497 Greenwich Street sale was off a low ball?

 
Page Six thinks so
The Manhattan loft #7A at 497 Greenwich Street closed on April 16, just less than a month after going to contract. Not many Manhattan residential real estate agents make Page Six (I hope), but that august source seems to think this sale happened after a low-ball bid by a pair of married agents:
We put in [low] offers on about eight units in different buildings," said …, who bought their $2.9 million TriBeCa condo at 497 Greenwich St. sight unseen. "I knew the building, I knew the line, and it was in the neighborhood we wanted ." There was also a rush to get the deal done: … is pregnant with their first child and due in mid-May. [brackets in original]

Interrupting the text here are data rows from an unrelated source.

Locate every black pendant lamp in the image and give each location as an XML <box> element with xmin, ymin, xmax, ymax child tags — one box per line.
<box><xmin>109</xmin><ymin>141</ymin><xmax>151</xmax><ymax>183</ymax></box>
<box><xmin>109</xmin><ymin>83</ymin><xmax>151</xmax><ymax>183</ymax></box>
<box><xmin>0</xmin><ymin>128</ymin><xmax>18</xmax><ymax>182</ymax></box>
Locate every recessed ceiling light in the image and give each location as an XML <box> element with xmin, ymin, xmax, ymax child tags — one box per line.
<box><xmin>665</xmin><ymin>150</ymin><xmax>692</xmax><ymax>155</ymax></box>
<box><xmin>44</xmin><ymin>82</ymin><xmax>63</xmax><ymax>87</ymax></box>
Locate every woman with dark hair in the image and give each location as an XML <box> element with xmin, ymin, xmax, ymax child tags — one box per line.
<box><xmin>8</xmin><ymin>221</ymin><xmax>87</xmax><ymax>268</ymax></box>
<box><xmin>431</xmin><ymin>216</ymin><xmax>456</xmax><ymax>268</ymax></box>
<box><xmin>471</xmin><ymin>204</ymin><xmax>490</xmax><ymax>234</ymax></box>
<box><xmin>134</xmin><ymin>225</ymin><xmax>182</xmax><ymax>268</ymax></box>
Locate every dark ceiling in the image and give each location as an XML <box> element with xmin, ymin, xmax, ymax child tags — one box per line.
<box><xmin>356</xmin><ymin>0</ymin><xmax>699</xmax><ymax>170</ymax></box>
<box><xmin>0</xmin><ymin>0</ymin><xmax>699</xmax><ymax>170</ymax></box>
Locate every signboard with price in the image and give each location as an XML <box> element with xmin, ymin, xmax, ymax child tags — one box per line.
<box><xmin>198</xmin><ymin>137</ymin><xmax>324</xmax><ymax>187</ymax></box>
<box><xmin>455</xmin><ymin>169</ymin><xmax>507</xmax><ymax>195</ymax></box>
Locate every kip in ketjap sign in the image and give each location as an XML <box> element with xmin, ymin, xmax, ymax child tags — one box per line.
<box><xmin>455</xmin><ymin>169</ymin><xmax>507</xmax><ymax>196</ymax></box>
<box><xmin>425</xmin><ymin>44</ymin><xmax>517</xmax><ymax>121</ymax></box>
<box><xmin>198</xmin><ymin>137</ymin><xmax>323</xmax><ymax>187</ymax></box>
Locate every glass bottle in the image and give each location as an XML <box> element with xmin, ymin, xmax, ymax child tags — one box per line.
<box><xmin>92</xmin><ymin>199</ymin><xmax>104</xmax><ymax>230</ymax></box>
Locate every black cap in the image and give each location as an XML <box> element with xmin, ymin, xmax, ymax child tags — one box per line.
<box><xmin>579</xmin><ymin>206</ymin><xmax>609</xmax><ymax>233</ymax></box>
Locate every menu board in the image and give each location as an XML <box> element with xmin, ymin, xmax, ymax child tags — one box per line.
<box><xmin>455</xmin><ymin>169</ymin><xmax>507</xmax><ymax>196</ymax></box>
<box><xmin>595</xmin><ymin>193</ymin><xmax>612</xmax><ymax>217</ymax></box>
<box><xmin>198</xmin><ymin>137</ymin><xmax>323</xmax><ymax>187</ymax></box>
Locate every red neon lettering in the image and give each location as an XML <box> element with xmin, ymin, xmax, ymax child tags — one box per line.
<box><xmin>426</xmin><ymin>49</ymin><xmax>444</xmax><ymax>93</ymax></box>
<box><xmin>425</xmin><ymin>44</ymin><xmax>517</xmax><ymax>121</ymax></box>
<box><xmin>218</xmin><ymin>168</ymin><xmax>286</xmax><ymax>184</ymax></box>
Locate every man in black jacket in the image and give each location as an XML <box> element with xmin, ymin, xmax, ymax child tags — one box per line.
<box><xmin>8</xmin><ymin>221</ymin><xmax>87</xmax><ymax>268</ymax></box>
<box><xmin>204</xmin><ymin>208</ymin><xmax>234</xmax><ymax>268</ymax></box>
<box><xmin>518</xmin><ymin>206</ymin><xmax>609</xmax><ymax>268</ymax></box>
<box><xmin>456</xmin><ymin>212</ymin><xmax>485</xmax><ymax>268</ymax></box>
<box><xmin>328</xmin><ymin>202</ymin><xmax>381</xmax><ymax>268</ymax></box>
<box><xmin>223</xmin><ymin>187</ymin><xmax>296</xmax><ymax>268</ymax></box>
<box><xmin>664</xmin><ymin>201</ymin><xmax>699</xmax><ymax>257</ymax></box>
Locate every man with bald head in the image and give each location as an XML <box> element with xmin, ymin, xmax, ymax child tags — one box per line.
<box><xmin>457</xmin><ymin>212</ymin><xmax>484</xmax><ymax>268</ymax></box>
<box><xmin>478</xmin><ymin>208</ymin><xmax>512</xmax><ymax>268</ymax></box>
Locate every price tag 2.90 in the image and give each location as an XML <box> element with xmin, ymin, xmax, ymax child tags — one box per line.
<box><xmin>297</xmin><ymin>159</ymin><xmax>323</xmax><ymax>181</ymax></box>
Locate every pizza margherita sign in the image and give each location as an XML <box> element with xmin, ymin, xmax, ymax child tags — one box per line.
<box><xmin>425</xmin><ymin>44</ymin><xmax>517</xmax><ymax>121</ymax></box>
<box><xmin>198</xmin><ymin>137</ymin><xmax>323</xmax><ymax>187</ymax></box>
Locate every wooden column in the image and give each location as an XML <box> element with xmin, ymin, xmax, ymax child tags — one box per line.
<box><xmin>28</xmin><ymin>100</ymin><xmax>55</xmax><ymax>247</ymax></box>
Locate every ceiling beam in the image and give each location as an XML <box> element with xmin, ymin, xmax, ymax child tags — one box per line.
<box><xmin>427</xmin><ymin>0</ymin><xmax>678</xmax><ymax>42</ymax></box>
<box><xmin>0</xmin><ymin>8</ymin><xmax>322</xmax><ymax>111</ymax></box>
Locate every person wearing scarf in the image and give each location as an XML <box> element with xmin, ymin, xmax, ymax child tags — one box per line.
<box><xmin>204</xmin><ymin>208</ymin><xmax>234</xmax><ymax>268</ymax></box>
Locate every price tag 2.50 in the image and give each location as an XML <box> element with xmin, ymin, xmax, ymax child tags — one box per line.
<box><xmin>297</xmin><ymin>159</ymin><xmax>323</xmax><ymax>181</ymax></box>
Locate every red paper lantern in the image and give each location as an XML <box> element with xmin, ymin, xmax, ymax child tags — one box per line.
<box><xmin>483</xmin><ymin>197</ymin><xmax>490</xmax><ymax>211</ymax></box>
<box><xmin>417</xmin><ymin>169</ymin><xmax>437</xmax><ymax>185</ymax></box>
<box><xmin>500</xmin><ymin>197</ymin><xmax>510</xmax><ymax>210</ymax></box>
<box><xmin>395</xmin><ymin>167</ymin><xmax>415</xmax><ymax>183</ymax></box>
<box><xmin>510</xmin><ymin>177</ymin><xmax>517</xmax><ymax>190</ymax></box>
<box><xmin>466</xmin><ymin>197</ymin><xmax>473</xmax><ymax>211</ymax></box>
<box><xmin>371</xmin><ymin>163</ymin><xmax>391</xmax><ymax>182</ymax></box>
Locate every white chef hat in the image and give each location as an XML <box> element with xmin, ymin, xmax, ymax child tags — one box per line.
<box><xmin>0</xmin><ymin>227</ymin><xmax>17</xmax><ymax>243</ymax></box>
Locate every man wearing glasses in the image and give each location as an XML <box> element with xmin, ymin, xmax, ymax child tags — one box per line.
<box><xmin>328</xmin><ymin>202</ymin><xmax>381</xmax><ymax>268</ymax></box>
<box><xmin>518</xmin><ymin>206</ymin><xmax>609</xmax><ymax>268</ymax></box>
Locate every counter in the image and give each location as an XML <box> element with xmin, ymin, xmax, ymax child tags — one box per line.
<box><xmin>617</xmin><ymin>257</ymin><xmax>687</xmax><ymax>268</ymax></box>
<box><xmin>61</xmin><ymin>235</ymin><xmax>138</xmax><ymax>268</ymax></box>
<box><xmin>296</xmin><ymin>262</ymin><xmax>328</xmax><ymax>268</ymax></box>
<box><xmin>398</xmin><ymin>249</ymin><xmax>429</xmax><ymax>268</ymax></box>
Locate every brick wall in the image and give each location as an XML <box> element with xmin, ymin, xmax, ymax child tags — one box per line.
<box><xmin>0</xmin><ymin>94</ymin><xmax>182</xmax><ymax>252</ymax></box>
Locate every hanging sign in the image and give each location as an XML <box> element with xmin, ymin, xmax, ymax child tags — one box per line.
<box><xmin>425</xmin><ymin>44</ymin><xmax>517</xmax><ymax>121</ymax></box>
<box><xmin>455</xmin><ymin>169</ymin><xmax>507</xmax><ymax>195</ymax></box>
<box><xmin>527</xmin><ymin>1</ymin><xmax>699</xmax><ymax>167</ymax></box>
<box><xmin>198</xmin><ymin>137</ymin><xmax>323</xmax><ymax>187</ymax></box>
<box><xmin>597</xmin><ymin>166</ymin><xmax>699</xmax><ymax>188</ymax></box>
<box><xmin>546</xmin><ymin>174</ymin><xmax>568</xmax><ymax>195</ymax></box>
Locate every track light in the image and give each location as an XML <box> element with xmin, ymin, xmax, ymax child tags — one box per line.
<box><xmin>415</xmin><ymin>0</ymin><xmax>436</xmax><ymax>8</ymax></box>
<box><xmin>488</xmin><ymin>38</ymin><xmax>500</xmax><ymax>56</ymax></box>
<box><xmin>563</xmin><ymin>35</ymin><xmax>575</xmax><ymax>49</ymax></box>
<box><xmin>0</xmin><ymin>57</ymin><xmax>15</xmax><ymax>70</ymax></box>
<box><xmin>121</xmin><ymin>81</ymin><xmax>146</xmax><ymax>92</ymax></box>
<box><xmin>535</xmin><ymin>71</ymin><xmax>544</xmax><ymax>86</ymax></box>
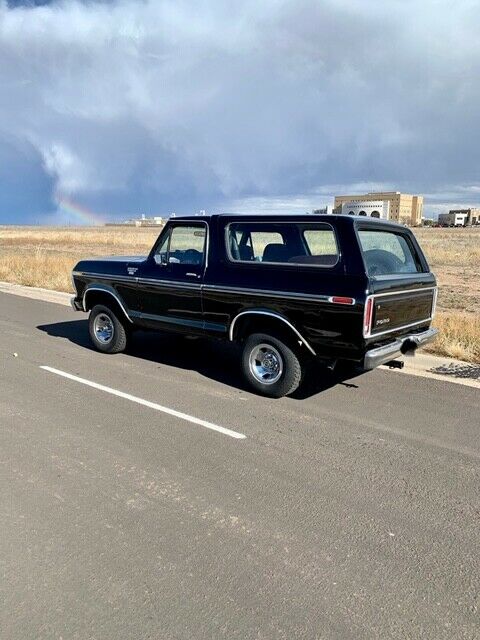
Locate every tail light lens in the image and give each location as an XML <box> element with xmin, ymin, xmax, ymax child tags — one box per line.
<box><xmin>329</xmin><ymin>296</ymin><xmax>355</xmax><ymax>305</ymax></box>
<box><xmin>363</xmin><ymin>297</ymin><xmax>373</xmax><ymax>337</ymax></box>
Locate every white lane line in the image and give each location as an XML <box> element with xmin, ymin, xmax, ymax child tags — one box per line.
<box><xmin>40</xmin><ymin>365</ymin><xmax>247</xmax><ymax>440</ymax></box>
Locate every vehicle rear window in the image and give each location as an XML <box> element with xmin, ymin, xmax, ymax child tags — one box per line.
<box><xmin>226</xmin><ymin>222</ymin><xmax>339</xmax><ymax>267</ymax></box>
<box><xmin>358</xmin><ymin>230</ymin><xmax>421</xmax><ymax>276</ymax></box>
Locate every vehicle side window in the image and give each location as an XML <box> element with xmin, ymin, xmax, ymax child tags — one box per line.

 (h/t Curbed.com, yesterday) (We will have to trust the editorial policies of that august source for the validity of adding "[low]" to modify the 8 offers.)
 
Since the most recent asking price was $3.2mm, I am not sure that buying at $2.9mm indicates a true "low ball" offer under current market conditions. But I quibble …. What’s really interesting is the history before the most recent asking price stimulated a contract.
 
shooting for the moon, hitting a street light
There was not a long history for this listing, but there was some drama: it started at $3.8mm on December 2, then took off two weeks leading into Christmas, then dropped to $3.5mm on January 21, and to $3.2mm on February 18. That is a pretty serious set of drops in only 11 weeks — 15.8% — compounded (if that’s the right word) by a negotiation ending in yet another 9.4% off the last list.
 
Net, net, the sellers took $900k less than where they started, a 24% ‘discount’. But that is still not the most interesting discount in this loft’s history.
 
2005 all over again (more or less)
The sellers also took a 6.6% hit off their original purchase price of $3,105,662, which was the first sale of this unit, in January 2006. (This loft must have been one of the later ones to close in this new development in which closings started in October 2004.) If both sales of this loft were market-appropriate (rather than being anomalous), that would put the current value of the loft (expressed in calendar terms) as late 2005, or so.
 
These sellers are my Sellers Of The Day for having (1) dropped nearly 16% off ask in 11 weeks, then (2) negotiating another 9.4% off the last ask, all after (3) having paid more than $200k more in January 2006 than they got in selling in April 2009. (Sorry sellers: there is no actual ‘prize’ for being the MLG SOTD, but you did move on with your lives.)